Real property in most US jurisdictions; cars in several US jurisdictions (though this is sometimes obscured.by opaque terminology; e.g., California has “registration fees” that are, in effect, an ad valorem asset tax on automobiles); net personal wealth in several international jurisdictions.

> the realisation requirement is the fundamental rule of the IRS

That's income taxes (on gains), not property/asset taxes (on value).

One is a flow tax, the other a stock tax.

1 comments

Exactly. There is a realization requirement for tax on value of asset class like property especially if it’s primary residence.

Registration fees is akin to use tax.

Seizure of agency over assets and dissolution of property rights is what happens in communist regimes and dictatorships.

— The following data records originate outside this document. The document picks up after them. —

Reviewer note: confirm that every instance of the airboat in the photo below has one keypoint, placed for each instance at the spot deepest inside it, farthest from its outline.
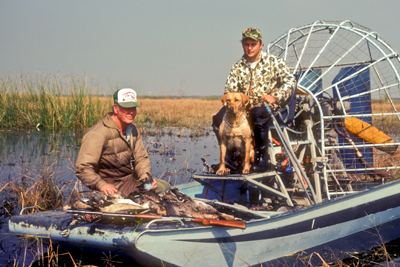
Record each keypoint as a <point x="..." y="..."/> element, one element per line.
<point x="331" y="186"/>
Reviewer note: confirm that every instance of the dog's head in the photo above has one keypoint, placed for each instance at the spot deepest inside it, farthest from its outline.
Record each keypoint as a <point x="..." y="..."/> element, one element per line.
<point x="234" y="102"/>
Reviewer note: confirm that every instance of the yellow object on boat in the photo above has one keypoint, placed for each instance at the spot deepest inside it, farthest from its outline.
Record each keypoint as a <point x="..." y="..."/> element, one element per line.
<point x="369" y="133"/>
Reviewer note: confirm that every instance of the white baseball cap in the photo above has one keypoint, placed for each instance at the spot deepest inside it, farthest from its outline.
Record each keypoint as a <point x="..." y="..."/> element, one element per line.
<point x="126" y="98"/>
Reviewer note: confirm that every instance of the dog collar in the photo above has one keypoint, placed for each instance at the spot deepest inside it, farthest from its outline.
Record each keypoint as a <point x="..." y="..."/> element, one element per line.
<point x="235" y="126"/>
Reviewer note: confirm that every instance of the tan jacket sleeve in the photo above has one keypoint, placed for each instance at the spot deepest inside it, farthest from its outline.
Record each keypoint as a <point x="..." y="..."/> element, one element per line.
<point x="142" y="163"/>
<point x="88" y="160"/>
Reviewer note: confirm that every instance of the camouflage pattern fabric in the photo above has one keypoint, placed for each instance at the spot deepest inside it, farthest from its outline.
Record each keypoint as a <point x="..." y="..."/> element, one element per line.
<point x="252" y="33"/>
<point x="270" y="76"/>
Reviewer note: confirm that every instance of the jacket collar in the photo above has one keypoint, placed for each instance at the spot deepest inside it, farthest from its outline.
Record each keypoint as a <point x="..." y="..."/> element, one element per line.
<point x="244" y="61"/>
<point x="110" y="123"/>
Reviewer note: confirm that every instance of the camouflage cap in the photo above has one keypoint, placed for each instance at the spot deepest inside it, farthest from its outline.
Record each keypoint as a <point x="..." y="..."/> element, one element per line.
<point x="252" y="33"/>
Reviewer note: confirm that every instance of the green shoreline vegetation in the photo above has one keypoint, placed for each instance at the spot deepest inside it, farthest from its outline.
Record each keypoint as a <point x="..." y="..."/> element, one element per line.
<point x="75" y="102"/>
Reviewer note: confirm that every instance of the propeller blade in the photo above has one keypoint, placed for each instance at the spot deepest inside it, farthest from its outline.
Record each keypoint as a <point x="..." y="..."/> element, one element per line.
<point x="369" y="133"/>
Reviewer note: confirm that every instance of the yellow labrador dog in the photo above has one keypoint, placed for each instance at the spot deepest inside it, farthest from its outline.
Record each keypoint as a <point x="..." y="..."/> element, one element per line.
<point x="235" y="132"/>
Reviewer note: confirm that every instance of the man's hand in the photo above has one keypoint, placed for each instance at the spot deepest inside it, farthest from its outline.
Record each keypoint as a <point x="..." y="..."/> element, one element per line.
<point x="269" y="99"/>
<point x="108" y="189"/>
<point x="154" y="185"/>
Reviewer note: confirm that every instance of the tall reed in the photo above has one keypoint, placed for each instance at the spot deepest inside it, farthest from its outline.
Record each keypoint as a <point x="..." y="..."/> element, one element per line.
<point x="74" y="102"/>
<point x="51" y="101"/>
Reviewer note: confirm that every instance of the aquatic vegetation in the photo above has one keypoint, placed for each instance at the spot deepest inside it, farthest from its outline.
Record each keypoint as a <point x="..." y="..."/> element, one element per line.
<point x="76" y="102"/>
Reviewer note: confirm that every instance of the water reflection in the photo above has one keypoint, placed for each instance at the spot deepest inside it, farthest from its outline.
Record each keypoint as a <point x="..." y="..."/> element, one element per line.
<point x="30" y="152"/>
<point x="172" y="158"/>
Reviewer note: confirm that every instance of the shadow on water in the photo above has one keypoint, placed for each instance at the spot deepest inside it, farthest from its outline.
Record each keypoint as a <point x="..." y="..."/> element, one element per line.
<point x="27" y="153"/>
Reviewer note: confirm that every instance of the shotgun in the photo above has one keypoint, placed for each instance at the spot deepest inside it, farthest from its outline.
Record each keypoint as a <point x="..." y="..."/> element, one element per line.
<point x="235" y="224"/>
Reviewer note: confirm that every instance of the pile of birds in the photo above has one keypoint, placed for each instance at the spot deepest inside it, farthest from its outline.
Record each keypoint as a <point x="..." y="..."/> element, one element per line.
<point x="171" y="203"/>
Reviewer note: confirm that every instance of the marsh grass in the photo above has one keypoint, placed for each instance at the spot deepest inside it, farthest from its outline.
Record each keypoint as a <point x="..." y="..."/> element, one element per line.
<point x="50" y="101"/>
<point x="76" y="102"/>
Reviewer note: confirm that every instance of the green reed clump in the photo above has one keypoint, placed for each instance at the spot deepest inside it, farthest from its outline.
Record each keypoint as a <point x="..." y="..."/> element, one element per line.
<point x="51" y="101"/>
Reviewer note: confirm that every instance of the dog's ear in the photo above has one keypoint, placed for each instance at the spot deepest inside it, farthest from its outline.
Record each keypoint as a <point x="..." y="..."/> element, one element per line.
<point x="245" y="99"/>
<point x="223" y="99"/>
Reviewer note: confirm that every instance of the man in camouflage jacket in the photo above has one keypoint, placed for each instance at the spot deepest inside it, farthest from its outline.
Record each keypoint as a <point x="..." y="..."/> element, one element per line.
<point x="265" y="79"/>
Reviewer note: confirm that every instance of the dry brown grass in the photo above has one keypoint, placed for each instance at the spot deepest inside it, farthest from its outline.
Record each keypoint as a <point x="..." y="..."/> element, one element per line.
<point x="188" y="112"/>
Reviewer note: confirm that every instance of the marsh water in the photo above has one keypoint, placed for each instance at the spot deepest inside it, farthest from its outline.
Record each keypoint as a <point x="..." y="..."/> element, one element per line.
<point x="174" y="153"/>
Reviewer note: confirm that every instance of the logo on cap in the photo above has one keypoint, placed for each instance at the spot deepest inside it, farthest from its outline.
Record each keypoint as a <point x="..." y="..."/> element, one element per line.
<point x="126" y="98"/>
<point x="252" y="33"/>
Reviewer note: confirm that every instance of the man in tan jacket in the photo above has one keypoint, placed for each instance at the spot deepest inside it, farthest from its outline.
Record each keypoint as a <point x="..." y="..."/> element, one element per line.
<point x="112" y="155"/>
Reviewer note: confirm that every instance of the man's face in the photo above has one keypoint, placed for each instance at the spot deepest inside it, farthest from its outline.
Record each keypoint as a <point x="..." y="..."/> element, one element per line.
<point x="252" y="49"/>
<point x="125" y="115"/>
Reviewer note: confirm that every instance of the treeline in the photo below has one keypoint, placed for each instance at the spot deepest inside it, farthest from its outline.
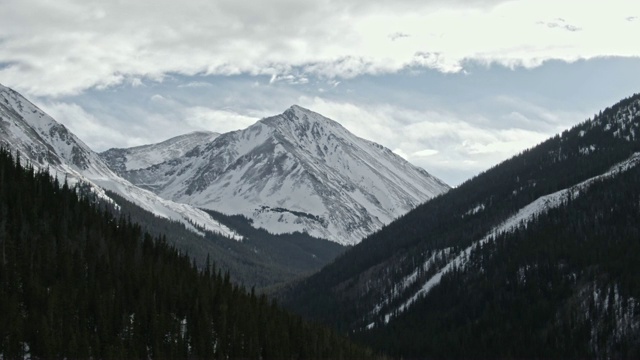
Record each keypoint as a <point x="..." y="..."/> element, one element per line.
<point x="77" y="282"/>
<point x="345" y="293"/>
<point x="565" y="285"/>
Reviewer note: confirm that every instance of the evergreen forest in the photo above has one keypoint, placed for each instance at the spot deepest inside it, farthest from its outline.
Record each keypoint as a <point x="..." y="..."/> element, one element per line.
<point x="78" y="282"/>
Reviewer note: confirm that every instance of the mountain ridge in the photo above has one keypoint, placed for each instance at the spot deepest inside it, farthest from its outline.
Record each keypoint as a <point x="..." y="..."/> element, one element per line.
<point x="48" y="144"/>
<point x="379" y="285"/>
<point x="321" y="178"/>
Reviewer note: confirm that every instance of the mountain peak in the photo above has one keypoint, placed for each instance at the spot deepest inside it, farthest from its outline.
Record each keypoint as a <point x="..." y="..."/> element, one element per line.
<point x="296" y="171"/>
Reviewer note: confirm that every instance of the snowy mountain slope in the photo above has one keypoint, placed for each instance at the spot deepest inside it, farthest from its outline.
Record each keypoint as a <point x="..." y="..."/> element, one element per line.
<point x="142" y="157"/>
<point x="47" y="144"/>
<point x="297" y="171"/>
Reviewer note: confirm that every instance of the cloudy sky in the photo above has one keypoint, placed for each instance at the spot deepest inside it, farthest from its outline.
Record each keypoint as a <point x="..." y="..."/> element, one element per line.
<point x="453" y="86"/>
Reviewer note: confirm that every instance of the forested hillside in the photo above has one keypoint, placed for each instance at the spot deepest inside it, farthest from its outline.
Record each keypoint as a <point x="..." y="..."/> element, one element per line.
<point x="566" y="284"/>
<point x="448" y="271"/>
<point x="260" y="260"/>
<point x="76" y="282"/>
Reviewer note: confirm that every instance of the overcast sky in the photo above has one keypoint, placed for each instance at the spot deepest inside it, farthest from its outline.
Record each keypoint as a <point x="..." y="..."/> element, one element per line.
<point x="453" y="86"/>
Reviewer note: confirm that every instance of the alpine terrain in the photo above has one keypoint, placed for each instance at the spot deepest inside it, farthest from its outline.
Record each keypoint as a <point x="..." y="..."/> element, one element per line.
<point x="47" y="144"/>
<point x="537" y="257"/>
<point x="294" y="172"/>
<point x="254" y="257"/>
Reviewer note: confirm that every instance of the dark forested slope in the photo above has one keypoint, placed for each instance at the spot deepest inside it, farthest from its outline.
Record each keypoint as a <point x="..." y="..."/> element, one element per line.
<point x="395" y="272"/>
<point x="75" y="282"/>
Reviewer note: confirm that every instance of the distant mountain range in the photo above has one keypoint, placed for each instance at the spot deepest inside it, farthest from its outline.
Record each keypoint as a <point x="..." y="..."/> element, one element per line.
<point x="538" y="257"/>
<point x="49" y="145"/>
<point x="294" y="172"/>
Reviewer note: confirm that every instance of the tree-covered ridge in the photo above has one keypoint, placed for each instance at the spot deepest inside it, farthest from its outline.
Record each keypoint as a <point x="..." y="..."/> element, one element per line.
<point x="370" y="272"/>
<point x="564" y="285"/>
<point x="76" y="282"/>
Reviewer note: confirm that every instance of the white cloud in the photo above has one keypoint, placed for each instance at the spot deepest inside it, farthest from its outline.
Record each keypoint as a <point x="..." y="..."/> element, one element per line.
<point x="217" y="120"/>
<point x="68" y="46"/>
<point x="452" y="146"/>
<point x="87" y="127"/>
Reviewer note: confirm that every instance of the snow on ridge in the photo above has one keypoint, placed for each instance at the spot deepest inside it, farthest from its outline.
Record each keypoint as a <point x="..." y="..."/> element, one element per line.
<point x="47" y="144"/>
<point x="297" y="171"/>
<point x="539" y="206"/>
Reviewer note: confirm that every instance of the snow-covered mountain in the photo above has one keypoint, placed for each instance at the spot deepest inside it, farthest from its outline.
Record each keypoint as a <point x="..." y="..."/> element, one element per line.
<point x="298" y="171"/>
<point x="47" y="144"/>
<point x="142" y="157"/>
<point x="474" y="253"/>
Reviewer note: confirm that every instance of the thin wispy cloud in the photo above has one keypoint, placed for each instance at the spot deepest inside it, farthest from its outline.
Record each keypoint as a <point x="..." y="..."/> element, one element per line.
<point x="69" y="46"/>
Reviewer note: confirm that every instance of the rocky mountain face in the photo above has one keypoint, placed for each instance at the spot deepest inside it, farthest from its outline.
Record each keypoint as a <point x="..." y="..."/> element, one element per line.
<point x="294" y="172"/>
<point x="536" y="257"/>
<point x="49" y="145"/>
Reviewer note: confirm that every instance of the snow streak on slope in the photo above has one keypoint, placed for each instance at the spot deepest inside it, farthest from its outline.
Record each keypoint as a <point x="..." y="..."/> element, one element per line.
<point x="142" y="157"/>
<point x="297" y="171"/>
<point x="48" y="145"/>
<point x="524" y="215"/>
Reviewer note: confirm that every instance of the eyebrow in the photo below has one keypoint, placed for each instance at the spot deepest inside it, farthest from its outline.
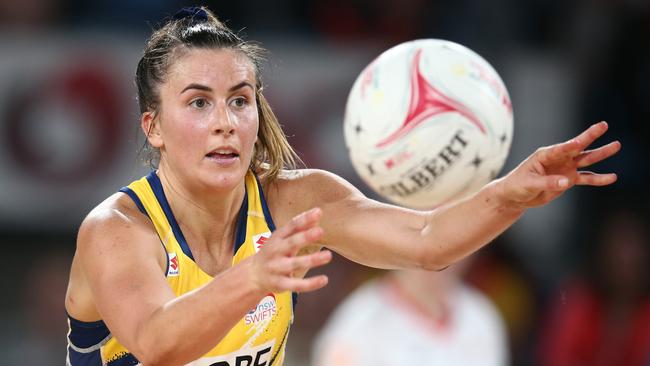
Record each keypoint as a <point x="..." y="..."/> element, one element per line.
<point x="208" y="89"/>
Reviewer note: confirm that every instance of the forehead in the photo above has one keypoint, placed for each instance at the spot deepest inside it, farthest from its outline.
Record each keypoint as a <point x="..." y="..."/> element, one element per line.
<point x="217" y="68"/>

> There is a realization requirement for tax on value of asset class like property

No, there isn't.

Realization is what the IRS uses as the taxable income event for taxes on capital income (gains).

It is not, in any of the US jurisdictions that tax assets (real property or otherwise) a requirement for taxes on asset value, and doesn't begin to make sense for such taxes (one purpose for which, in some theories of tax on “hard” assets like real property, is motivating sale of idle assets to those who will productively employ them.)

so are you proposing a new class of asset tax? tax on unrealised gains on immoveable capital assets?

if it already exists, can you quote a case law?